A couple of thoughts-- Unless a cylinder fired when you first turned it over the rod is probably not bent. I don't think a starter ever bends a connecting rod. If the rod were bent (and you say it runs but at about 75% power level) it would make a heck of a noise.
Do let us know the outcome.
Starters will bend rods, and quite easily. As mentioned if the piston is at or near BDC, and has oil in it (even a small amount on these tiny little engines), and the operator hits the key, the inertia of the crank, rods, pistons, flywheel, everything....will help "keep it rotating" in such a way that it'll easily, and almost effortlessly, bend rod(s). I have done it, on this exact same tractor, and another (M5040HD), both times I didn't even know it.

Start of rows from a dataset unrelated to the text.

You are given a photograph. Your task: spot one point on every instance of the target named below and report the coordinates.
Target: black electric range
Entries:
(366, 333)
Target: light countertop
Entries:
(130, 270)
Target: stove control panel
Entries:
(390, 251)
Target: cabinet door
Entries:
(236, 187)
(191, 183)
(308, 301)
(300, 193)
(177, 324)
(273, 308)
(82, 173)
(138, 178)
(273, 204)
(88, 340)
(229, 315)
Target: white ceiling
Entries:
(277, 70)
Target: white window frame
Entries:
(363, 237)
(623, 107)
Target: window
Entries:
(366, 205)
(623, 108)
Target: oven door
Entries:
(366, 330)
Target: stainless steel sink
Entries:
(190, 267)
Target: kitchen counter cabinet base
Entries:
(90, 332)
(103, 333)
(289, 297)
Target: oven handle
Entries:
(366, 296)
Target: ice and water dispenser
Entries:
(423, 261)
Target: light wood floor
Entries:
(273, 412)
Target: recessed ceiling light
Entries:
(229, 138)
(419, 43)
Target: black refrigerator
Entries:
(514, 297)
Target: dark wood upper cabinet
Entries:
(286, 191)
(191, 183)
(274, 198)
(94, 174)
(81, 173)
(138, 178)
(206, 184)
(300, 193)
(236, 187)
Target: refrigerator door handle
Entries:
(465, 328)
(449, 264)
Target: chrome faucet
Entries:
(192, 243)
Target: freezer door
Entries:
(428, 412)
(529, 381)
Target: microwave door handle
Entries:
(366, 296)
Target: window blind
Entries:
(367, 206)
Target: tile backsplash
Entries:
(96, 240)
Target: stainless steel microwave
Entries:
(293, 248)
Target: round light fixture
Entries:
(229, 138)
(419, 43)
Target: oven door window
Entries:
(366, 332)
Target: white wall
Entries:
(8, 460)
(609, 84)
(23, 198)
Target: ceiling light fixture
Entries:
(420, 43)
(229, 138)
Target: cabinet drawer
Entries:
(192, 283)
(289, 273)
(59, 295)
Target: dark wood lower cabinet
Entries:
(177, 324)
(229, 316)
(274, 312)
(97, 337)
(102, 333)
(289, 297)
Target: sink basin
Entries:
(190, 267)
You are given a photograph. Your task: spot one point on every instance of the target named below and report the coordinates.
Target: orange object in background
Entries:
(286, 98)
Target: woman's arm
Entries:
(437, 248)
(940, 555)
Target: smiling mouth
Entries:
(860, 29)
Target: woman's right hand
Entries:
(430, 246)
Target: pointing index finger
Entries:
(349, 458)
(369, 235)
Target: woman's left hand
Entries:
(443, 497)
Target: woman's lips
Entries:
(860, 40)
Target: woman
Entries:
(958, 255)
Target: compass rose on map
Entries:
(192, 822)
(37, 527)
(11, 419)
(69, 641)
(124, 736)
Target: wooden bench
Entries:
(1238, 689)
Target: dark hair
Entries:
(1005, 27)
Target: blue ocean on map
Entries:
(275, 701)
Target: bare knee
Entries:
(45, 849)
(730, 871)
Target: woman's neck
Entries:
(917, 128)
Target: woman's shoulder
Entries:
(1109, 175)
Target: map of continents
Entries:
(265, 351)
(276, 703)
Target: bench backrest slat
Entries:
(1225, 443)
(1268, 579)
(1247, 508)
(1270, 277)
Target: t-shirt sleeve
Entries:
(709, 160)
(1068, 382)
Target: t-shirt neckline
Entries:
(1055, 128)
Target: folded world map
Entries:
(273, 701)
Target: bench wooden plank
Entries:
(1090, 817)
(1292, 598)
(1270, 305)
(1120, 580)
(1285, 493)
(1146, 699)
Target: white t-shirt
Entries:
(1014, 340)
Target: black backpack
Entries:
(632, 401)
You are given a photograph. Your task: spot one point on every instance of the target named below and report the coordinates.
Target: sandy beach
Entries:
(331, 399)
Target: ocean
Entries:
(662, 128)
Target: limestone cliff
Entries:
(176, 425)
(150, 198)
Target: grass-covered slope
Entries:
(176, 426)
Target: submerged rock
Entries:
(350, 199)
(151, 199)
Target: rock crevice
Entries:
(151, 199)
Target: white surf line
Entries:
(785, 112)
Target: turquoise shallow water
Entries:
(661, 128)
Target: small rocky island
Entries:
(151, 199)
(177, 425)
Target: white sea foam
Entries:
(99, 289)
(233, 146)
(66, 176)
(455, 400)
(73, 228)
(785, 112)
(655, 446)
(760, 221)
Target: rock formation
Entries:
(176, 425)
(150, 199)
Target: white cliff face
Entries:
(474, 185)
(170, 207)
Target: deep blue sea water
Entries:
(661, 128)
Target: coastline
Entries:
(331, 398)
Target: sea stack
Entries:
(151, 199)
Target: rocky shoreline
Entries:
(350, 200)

The symptoms were low power, fuel smoke, and if you kill the fuel (remove wire from stop solenoid) and crank it, you'll hear one cylinder compressing less than the others, unless all 3 or 4 are bent, and if that's the case usually it will not run at all. No other noises, no knocking, nothing. Just a little smoke and low power. The 5040 even cleared the smoke up after it got hot. Had just enough compression to run, but only when hot.
Only time I've seen one make noise with a bent rod was on an RTV1100 that had one rod bent so severely that it was contacting the cylinder wall. And yes, it was quite noisy.
Keep in mind that Kubota uses a gear reduction starter, then the large gear reduction between the starter's gear and the flywheel. So there is a LOT of torque. Most engines built within the last 10-15 years are gear reduction starters. Gone are the days when direct driven starters were around, they were weak enough that if fluid was on top of the pistons normally it didn't generate enough torque to bend the connecting rod.